One such bearish voice is the historian Niall Ferguson, who has said that the post-crisis era is over and that we are now in another “pre-crisis period.”
One thing that worries Ferguson in particular is the Federal Reserve’s inevitable exit from quantitative easing by raising interest rates.
“That is usually a sign that conditions are going to become less friendly,” Ferguson said in an interview in March.
But Dimon has more faith in the Fed’s ability to prevent history from repeating itself.
As he said in JPMorgan’s annual letter to shareholders last month, “We could be going into a situation where the Fed will have to raise rates faster and/or sell more securities, which certainly could lead to more uncertainty and market volatility. Whether this would lead to a recession or not, we don’t know—but even that is not the worst case.”
To him, the current situation looks more like the middle of a slow but sustainable recovery—although a bit too slow, possibly.

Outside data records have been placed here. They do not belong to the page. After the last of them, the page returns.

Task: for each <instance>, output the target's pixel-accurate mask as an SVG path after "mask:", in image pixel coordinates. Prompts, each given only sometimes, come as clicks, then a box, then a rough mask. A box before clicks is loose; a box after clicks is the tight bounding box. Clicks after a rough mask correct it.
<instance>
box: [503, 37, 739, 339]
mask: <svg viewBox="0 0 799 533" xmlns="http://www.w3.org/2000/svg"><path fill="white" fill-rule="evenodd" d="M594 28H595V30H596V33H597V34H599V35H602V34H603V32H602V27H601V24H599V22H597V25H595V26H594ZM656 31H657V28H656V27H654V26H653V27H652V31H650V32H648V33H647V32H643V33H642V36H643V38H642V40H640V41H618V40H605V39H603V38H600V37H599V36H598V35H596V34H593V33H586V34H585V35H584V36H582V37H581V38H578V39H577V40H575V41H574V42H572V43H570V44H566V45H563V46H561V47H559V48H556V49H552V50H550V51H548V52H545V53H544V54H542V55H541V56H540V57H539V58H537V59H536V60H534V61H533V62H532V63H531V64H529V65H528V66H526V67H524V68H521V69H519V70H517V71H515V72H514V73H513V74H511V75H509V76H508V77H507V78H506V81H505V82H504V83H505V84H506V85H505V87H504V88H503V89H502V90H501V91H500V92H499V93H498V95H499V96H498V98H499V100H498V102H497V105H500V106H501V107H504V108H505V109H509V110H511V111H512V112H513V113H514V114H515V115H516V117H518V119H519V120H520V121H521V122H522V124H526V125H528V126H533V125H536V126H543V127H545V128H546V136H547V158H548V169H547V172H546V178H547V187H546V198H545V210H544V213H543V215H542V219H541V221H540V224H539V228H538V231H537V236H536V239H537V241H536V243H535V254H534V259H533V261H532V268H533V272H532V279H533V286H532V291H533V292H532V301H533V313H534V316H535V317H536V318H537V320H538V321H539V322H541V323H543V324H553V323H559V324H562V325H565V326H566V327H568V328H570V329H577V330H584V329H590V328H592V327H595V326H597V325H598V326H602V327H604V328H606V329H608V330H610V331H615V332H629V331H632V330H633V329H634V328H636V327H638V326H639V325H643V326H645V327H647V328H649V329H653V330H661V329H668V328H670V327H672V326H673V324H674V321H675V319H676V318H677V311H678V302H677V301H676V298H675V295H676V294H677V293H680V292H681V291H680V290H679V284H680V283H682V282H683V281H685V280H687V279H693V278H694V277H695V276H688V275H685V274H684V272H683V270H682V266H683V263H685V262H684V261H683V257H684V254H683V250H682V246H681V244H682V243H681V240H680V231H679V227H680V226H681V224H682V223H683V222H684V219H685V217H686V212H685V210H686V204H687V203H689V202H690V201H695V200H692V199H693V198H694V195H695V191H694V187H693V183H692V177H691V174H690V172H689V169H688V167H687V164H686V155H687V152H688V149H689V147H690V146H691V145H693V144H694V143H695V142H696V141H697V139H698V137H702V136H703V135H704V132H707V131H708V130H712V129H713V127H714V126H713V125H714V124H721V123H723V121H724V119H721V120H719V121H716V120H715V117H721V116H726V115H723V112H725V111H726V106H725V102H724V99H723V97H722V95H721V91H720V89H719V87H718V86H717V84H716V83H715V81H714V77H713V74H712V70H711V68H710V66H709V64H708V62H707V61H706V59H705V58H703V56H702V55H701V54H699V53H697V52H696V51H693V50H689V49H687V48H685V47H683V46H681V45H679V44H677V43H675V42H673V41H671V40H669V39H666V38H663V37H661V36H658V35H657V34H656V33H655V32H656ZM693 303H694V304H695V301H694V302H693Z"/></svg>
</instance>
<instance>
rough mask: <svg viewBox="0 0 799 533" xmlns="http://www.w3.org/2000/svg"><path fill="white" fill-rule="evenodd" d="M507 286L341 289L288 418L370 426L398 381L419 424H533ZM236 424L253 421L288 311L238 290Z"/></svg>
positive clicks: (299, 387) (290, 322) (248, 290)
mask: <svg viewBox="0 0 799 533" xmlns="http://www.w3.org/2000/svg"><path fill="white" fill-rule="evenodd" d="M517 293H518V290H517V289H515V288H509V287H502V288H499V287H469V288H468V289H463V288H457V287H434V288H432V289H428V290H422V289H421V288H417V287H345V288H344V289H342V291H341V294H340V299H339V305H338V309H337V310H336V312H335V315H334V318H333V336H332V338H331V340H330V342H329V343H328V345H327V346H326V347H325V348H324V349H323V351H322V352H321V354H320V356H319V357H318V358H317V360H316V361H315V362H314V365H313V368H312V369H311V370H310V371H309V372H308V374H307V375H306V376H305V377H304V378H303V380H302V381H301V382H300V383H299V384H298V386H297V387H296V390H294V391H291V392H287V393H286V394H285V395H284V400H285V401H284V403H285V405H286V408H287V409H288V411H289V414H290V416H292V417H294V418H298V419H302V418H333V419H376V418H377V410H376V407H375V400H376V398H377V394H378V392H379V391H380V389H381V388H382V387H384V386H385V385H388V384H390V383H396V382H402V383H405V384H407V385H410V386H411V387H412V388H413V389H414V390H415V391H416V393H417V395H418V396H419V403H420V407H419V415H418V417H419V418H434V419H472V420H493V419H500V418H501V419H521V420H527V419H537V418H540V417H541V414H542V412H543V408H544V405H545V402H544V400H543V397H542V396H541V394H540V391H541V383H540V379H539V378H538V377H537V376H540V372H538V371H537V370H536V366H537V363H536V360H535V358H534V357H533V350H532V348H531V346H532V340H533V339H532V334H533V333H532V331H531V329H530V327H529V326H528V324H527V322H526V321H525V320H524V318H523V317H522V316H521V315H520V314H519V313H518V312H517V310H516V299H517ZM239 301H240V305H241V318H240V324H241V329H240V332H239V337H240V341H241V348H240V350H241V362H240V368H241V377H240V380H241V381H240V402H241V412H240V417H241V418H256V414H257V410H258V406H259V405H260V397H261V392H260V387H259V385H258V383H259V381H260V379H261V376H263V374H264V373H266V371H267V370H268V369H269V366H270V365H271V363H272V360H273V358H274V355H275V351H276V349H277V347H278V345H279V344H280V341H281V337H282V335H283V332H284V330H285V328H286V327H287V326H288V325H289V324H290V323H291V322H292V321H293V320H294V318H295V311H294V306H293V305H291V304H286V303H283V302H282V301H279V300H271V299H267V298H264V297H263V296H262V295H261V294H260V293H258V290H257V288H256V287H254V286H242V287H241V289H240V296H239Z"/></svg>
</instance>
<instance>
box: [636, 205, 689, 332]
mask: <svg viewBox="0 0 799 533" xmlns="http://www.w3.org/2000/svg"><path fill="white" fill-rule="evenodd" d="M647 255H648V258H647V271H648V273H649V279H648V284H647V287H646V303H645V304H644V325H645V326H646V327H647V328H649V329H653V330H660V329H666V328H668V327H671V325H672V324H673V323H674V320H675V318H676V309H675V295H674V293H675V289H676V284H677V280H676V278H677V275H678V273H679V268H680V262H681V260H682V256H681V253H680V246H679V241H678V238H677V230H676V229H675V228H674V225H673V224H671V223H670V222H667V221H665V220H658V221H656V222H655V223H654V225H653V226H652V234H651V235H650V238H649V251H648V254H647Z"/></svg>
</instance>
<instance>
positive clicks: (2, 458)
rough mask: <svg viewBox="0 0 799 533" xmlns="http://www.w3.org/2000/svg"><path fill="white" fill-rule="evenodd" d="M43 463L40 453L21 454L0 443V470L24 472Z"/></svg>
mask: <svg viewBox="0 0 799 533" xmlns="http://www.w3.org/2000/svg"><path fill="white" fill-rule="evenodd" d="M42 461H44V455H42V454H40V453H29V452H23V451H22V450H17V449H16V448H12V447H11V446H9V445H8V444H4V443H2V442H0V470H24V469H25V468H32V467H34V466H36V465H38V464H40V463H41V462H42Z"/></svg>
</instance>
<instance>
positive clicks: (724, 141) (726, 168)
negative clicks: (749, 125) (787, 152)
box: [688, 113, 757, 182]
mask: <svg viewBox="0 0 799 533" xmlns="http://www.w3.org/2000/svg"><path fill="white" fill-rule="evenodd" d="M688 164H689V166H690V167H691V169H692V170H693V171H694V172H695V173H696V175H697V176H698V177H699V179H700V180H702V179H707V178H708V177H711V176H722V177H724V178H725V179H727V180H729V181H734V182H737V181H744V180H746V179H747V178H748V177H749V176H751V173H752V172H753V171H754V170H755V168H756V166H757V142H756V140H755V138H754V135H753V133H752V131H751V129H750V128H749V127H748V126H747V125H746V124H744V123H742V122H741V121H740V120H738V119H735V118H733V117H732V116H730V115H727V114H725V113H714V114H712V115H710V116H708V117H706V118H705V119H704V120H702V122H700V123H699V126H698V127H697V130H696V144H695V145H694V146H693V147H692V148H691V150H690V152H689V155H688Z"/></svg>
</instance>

In the nine years since the Great Recession began, the U.S. gross domestic product (GDP) has grown by 20 percent, a pace that the top banker in America hoped could have been faster.
“The nine years [of growth] are really good, but the 20 percent part is really bad,” Dimon said in Tuesday’s interview. “It should have been 40 percent over a shorter time period. That is part of the reason why wages didn’t go up and various things.”
Dimon argued in his annual letter that this subpar growth was mainly due to a serious of poor policy decisions in the post-recession years, notably a overly uncompetitive tax system, excessive regulation on companies large and small, and broken immigration policies.
That’s why he was a vocal supporter of Trump’s tax reform, which he said will hopefully drive GDP growth beyond the current rate of two percent moving forward.
“You’ve got to prepare for all possibilities. There is a possibility that inflation accelerates higher than you expect and that the Fed raises rates faster than you expect,” he said. “As long as America is strong and healthy, I would call it the normalization.”